The model is Logistic Regression. The loss function is implemented via logsumexp trick, for numerical stability and computational efficiency.

## model: Logistic Regression

w = tf.Variable(tf.random.normal(shape=(28*28,10),stddev=0.1),trainable=True)
optimizer = tf.optimizers.SGD(0.01)

@tf.function
def train_step(x, y):
  with tf.GradientTape() as tape:
    all_logits = tf.matmul(x,w) # (n_batch,n_class)
    y_logits = tf.gather(all_logits,y,batch_dims=1) # (n_batch,)
    logp = y_logits - tf.reduce_logsumexp(all_logits,axis=1)
    loss = -logp
  gradients = tape.gradient(loss,[w])
  optimizer.apply_gradients(zip(gradients,[w]))

Now we compare two ways of serving the data: by custom generators and by Dataset API (with caching and prefetching for better performance).

## serving data: a) via custom generator b) via TF Dataset API

def gen_batch(X,n_window):

  def gen():
    for i in range(0,len(X),n_window):
      yield X[i:i+n_window]
  
  return gen

def gen_data():
  n_window = 32
  return zip(gen_batch(x_train,n_window)(),gen_batch(y_train,n_window)())

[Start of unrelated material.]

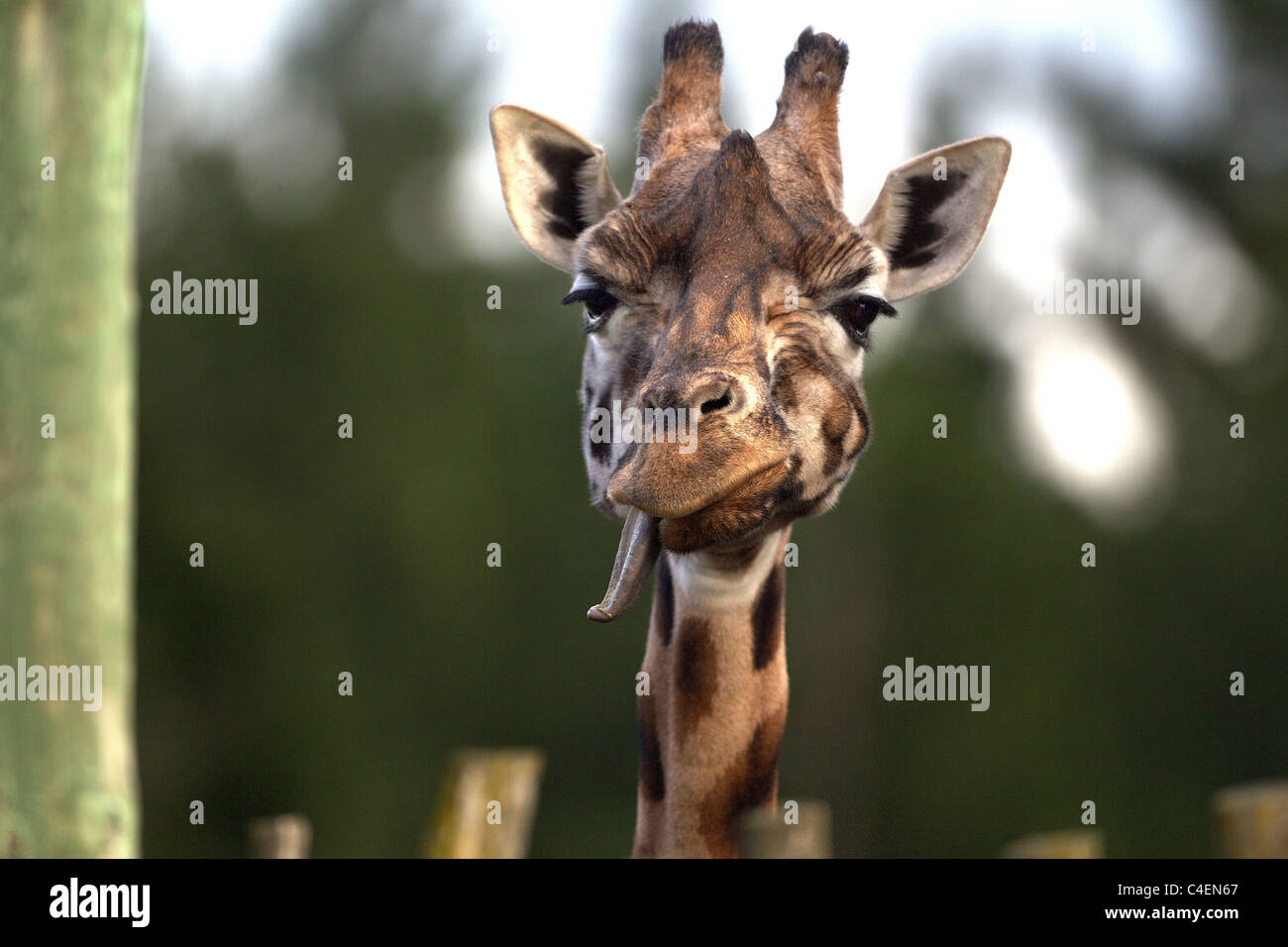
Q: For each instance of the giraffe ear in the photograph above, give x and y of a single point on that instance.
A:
(932, 210)
(555, 182)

tf_data = tf.data.Dataset.from_tensor_slices((x_train,y_train))
tf_data = tf_data.batch(32,drop_remainder=True)
tf_data = tf_data.cache()
tf_data = tf_data.prefetch(1)

Below running the comparison, the graph and dataset are warmed by one full-pass (then the graph gets built and the api pipeline is cached). Both approaches fit the same classifier, but the code with custom generator runs 50% faster. For the full code, see the jupyter notebook.